Apesar da vitória no Supremo, os efeitos das leis que concedem o alinhamento foram suspensos, liminarmente, em agosto do ano passado pelo juiz Manuel de Faria Reis Neto. Com esta última sentença o magistrado confirmou, no mérito, a liminar concedida.
Confira a íntegra da nota do Sindepol:
“Nota Sindicato dos Delegados de Polícia Civil do Tocantins (Sindepol/TO) à imprensa
Nesta quinta-feira, 21, o juiz da 1ª Vara da Fazenda e Registros Públicos de Palmas publicou sentença em que declarou a inconstitucionalidade das Leis 2.851/14 e 2.853/14. Bem como alegou que ambas possuem insanáveis vícios de ilegalidade por não atenderem disposições da LRF (Lei de Responsabilidade Fiscal).
As citadas Leis foram aprovadas dentro do Plano de Valorização das Forças de Segurança Estadual, no qual foi criado o Plano de Cargos e Salários (PCCS), para os Policiais Militares, com vigência em 2014, 2015 e 2016. Já para os Policiais Civis, a reestruturação das tabelas de vencimentos dos PCCS já existentes, tiveram implementações previstas para os anos de 2015, 2016, 2017 e 2018.
No curso da Ação Civil Pública (APC), os sindicatos que representam os servidores da Polícia Civil, demonstraram que, diferente do alegado pelo Magistrado e pela PGE quando se deu início à ação, houve sim a devida previsão orçamentária para executar a primeira das parcelas.
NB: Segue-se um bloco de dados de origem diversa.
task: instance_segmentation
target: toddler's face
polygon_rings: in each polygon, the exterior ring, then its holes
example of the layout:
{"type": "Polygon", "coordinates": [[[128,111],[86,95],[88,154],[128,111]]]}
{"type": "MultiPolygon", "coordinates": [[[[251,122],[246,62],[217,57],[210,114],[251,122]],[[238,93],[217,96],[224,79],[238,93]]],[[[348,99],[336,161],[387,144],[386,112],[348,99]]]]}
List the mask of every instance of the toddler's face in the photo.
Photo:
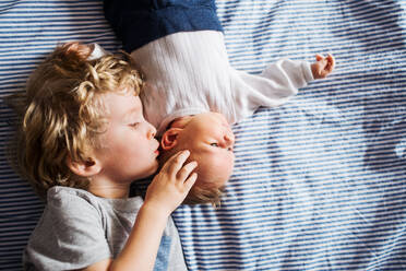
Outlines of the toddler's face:
{"type": "MultiPolygon", "coordinates": [[[[224,187],[234,167],[235,136],[223,115],[204,113],[195,115],[179,134],[178,144],[191,151],[190,160],[198,161],[198,176],[224,187]]],[[[196,184],[199,185],[199,177],[196,184]]]]}
{"type": "Polygon", "coordinates": [[[103,95],[108,125],[95,150],[105,177],[128,182],[147,177],[158,168],[156,129],[144,119],[142,104],[133,94],[103,95]]]}

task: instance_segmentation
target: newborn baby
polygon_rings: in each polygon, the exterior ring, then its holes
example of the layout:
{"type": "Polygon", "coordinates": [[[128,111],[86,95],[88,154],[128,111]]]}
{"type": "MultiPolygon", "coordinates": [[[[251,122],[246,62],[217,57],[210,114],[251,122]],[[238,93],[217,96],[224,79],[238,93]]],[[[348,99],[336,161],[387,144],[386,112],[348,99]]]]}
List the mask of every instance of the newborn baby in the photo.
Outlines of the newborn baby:
{"type": "Polygon", "coordinates": [[[234,167],[230,125],[325,78],[334,58],[282,59],[252,75],[230,66],[213,0],[142,2],[105,0],[106,19],[145,75],[140,97],[162,137],[160,162],[186,149],[198,162],[184,203],[217,204],[234,167]]]}

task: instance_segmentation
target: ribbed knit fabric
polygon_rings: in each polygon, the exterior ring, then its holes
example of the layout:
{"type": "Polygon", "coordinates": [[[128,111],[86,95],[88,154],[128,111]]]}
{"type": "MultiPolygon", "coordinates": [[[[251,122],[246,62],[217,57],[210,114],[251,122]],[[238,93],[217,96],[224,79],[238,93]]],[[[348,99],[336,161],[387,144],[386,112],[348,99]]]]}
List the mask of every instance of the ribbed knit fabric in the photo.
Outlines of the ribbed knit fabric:
{"type": "Polygon", "coordinates": [[[105,0],[105,16],[131,52],[183,31],[223,31],[213,0],[105,0]]]}
{"type": "Polygon", "coordinates": [[[261,75],[237,71],[216,31],[171,34],[131,56],[146,76],[141,98],[158,134],[176,118],[208,110],[235,123],[260,106],[285,103],[313,79],[308,62],[288,59],[270,64],[261,75]]]}

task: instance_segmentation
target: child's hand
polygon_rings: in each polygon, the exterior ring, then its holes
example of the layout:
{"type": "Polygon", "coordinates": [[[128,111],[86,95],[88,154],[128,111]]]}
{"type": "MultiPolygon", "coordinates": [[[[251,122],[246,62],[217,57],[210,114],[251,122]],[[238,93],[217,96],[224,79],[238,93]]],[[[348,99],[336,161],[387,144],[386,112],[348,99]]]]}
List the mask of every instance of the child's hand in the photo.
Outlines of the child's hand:
{"type": "Polygon", "coordinates": [[[327,57],[322,57],[321,55],[315,55],[315,62],[311,64],[311,72],[314,79],[326,78],[333,70],[335,66],[335,60],[332,55],[327,57]]]}
{"type": "Polygon", "coordinates": [[[196,162],[183,165],[189,155],[189,151],[181,151],[165,163],[146,190],[146,204],[169,215],[182,203],[198,178],[196,173],[191,174],[196,162]]]}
Provamos isso no rito da Ação Direta de Inconstitucionalidade (ADIN) proposta pelo então governador Marcelo Miranda em fevereiro de 2015, ação esta que sequer foi conhecida pelo Pleno do Tribunal de Justiça, em meados de 2017. O pleno do TJTO, em decisão unânime, não conheceu a ADIN.
A decisão judicial registrada ontem, nos causa espanto, mas não é completamente surpreendente. Desde o início de 2015 que situações esdrúxulas ocorrem no Tocantins para que os direitos dos Policiais Civis não sejam respeitados. O Governo na época chegou a suspender a eficácia de uma Lei por um mero decreto e depois ingressou com ADIN para não respeitar a lei.
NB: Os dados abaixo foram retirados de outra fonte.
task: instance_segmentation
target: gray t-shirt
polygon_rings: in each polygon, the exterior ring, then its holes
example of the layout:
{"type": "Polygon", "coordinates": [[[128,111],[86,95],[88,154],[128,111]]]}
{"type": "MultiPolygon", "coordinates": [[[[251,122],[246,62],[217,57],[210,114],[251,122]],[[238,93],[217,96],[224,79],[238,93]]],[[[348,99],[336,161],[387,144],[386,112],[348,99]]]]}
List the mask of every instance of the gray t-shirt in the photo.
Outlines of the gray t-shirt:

O mesmo governo, não satisfeito com a decisão unânime do Pleno do Tribunal de Justiça que rejeitou a ADIN, resolveu remontar a mesma peça, agora revestida do nome de “Ação Civil Pública”, com o mesmo intuito, não respeitar os direitos dos Policiais Civis.
As razões escritas, tanto na peça inicial da ACP proposta pelo governador Marcelo Miranda, quanto na decisão judicial de ontem são as mesmas, falha no processo legislativo, desrespeito à LRF e inconstitucionalidade das leis por questões formais ou materiais.
Ocorre que, quando da promulgação das Leis 2.851/14 (Base da Polícia Civil) e 2.853/14 (Delegados de Polícia Civil), houve também a Lei 2.852/14 (servidores da Defensoria Pública) que da mesma forma, foi dividida em quatro parcelas ao longo dos anos de 2015, 2016, 2017 e 2018, seguindo os mesmo ritos dentro da Assembleia Legislativa, passando pelas comissões e sendo aprovada pelo plenário no mesmo dia que as leis da Polícia Civil, tudo exatamente igual.
A única diferença é que para esta Lei (2.852/14) não houve Decreto suspendendo efeito financeiro, não houve ADIN, nem tampouco ACP, e sua implementação financeira já foi concluída no início deste ano. Ora, não se pode admitir que em nosso Estado algo seja constitucional ou legal a depender da vontade do governador, da Procuradoria Geral do Estado e de quem julga uma Ação Civil Pública. Da mesma forma que a lei afeta aos servidores da Defensoria Pública é legal e foi cumprida, as Leis 2.851/14 e 2.853/14 também são.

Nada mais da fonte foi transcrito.